Compulsory Winding Up
A company may be wound up under an Order of the Court under certain circumstances e.g. the company is unable to pay its debts or when the court is of the opinion that it is otherwise just and equitable that the company is being liquidated. The company itself, its creditors, shareholders, the liquidator or judicial manager may initiate liquidation proceedings with the High Court. The Court may appoint a liquidator to wind up the affairs of the company. Where no liquidator is appointed by the Court, the Official Receiver shall be the liquidator of the company.
Your company would normally cease upon liquidation. The liquidator will start to review the assets of the company and the claims of creditors, and look into the conduct of its directors and other related persons to realise your company’s assets in a manner that is in the best interest of the company and its creditors. The liquidator may also carry on the business if he considers it the most beneficial option. The officers of the company are generally deprived of their power to run the company. However, they and any other persons who may have been concerned with the affairs of the company have the duty to assist and co-operate with the liquidator. This includes the submission of a Statement of Affairs on the company’s assets and liabilities.
After all assets of the company have been assessed and realised, the liquidator will adjudicate all the claims lodged against the company and admit or reject them accordingly. Any surplus after paying the creditors and costs of liquidation will be returned to the shareholders.
Effects of Compulsory Winding Up
- An application may be made to the court to stay or restrain pending proceedings against the company after the presentation of a winding up petition and before a winding up order has been made. After a winding up order has been made or a provisional liquidator has been appointed, a leave of court is needed to commence or proceed with an action against the company.
- Any disposition of the property of the company, and any transfer of shares or alteration in the status of members of the company made after the commencement of the winding up by the court is void without the court’s sanction.

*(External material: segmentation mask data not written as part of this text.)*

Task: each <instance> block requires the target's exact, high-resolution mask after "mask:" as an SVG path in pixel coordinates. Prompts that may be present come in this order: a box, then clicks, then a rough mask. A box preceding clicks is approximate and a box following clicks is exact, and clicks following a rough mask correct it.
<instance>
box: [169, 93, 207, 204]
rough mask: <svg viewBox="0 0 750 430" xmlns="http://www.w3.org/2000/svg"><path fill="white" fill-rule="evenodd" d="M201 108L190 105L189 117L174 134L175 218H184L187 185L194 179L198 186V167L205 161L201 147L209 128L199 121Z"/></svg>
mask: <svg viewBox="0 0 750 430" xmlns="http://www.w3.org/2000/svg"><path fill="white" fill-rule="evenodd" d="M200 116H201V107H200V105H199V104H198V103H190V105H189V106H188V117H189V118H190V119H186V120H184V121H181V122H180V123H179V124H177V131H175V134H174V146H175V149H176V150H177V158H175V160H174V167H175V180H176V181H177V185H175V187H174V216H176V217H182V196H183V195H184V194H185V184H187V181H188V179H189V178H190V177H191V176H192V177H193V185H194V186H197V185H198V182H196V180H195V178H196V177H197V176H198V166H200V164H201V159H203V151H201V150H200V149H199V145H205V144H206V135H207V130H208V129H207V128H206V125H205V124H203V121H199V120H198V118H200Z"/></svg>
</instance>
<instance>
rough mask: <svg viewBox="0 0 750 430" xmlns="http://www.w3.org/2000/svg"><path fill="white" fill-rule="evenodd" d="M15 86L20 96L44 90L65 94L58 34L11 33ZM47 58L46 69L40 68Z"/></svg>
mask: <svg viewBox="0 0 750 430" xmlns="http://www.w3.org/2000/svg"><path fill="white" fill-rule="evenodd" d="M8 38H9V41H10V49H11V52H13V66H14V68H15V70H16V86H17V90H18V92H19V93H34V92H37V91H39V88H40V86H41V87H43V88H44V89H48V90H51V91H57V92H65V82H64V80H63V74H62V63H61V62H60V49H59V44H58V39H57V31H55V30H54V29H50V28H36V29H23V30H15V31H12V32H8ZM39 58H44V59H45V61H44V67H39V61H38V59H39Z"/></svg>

- No creditor is allowed to take out or continue attachment or execution proceedings against the company after a winding up petition has been presented.

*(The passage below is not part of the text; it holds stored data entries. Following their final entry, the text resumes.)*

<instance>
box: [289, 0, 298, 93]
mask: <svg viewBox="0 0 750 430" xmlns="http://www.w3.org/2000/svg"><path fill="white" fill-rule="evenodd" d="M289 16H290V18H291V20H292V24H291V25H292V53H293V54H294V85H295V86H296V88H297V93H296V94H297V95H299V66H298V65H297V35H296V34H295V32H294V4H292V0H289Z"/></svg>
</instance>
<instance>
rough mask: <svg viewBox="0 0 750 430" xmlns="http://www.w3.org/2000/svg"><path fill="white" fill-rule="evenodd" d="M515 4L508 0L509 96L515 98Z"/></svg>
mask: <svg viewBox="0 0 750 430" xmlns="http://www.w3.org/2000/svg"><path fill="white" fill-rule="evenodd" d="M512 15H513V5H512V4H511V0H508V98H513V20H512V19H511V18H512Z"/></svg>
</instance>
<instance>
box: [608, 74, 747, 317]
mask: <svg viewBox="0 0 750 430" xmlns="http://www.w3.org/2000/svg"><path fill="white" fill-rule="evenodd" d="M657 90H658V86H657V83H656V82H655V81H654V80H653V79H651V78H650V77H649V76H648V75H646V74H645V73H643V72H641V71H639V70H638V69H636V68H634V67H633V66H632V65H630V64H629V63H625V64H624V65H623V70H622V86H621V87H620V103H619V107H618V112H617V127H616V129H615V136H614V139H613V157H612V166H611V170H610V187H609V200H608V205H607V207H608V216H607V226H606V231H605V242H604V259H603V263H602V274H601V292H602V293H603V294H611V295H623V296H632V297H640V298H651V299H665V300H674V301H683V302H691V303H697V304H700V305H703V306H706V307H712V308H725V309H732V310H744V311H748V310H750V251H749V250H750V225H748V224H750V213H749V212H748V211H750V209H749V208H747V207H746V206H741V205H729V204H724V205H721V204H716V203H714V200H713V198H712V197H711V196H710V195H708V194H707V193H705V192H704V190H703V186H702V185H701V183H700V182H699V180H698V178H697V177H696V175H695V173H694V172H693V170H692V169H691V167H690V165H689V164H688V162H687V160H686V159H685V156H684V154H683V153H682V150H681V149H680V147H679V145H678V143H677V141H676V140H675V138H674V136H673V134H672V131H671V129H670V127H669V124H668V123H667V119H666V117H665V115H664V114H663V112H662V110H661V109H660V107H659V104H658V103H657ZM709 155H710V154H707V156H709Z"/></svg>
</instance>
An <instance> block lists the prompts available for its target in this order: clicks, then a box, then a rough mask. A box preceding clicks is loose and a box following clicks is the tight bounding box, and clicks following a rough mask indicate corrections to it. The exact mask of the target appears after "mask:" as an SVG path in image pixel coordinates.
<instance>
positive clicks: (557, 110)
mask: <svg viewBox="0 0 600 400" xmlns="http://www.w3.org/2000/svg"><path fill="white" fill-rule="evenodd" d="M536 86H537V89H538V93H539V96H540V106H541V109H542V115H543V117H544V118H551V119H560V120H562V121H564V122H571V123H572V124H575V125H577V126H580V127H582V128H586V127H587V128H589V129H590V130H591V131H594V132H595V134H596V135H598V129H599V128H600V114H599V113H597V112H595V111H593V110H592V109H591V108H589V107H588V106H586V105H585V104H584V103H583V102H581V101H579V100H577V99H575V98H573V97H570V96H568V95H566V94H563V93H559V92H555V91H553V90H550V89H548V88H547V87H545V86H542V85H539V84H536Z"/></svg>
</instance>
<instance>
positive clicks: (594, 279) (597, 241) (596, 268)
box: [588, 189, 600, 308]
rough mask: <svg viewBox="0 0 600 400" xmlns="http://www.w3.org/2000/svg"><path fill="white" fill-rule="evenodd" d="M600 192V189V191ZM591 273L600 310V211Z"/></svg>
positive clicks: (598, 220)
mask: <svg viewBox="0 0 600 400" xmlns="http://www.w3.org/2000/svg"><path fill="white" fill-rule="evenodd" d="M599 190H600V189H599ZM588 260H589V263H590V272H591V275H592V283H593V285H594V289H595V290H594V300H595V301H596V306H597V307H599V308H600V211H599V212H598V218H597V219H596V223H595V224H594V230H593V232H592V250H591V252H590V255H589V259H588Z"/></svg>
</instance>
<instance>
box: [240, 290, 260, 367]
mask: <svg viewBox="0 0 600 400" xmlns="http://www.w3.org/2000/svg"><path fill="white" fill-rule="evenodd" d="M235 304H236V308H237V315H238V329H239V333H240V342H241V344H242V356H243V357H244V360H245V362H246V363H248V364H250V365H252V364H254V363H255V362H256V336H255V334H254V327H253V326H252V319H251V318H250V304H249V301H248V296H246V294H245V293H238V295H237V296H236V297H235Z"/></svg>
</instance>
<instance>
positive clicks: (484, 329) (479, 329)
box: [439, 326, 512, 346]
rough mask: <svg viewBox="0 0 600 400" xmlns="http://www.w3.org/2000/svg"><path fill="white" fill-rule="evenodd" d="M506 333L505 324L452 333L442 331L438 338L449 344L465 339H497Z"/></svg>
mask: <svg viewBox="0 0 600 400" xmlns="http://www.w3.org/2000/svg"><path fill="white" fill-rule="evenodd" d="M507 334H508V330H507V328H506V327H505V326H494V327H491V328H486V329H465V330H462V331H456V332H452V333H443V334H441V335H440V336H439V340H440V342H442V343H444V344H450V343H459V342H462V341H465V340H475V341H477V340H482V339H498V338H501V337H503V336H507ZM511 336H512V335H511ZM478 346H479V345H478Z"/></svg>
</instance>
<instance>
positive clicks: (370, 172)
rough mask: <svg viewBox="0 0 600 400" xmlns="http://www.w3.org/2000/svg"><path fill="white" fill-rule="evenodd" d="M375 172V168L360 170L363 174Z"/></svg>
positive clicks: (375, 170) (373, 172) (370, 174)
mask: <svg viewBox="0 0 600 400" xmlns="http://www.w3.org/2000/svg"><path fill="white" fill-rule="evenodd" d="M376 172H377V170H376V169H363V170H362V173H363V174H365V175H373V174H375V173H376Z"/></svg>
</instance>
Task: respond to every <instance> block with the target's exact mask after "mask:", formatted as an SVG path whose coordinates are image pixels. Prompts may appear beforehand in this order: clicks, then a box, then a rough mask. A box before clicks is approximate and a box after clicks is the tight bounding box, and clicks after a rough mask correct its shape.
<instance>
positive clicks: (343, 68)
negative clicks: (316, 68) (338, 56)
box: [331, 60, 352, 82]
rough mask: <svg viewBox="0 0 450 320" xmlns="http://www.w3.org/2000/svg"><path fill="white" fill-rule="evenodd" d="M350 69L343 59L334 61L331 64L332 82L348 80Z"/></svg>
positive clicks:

- The rights of the secured creditor to deal or realise his security over company assets are not affected by the winding up order. However he is not entitled to interest on his debt if his security is not realised within six months of winding up or such further period as allowed by the Official Receiver.
- If prior to the winding up, any business of the company had been carried out with the intent of defeating or defrauding the creditors of the company or for any fraudulent purpose, the liquidator, creditor or contributory of the company may apply to court to make the person who was responsible for or was party to such activities to be personally liable for the debts of the company.
- Where there are mutual credits, debts or dealings between the company and a creditor, these dealings may be set off against each other and the creditor or the company can only claim the balance sum due against the other.
- There can be no claim for set off if at the time of extending credit, the creditor had known that a winding up petition was pending against the company. The rule as to set off operates automatically and is mandatory, in that parties cannot contract out of it.
A company must notify the following bodies as part of closing down its business:
- Accounting and Corporate Regulatory Authority (ACRA)
- Central Provident Fund (CPF) Board
- Inland Revenue Authority of Singapore (IRAS)
- Relevant Licensing Authorities
Closing a company can be a fairly complex and time consuming procedure. Moreover, you must make sure that you comply with all the necessary legal and statutory requirements. If you have decided to close your Singapore company, it’s highly recommended that you seek the help of a professional services firm that can assess your unique situation, recommend the best course of action, and assist you with getting it done.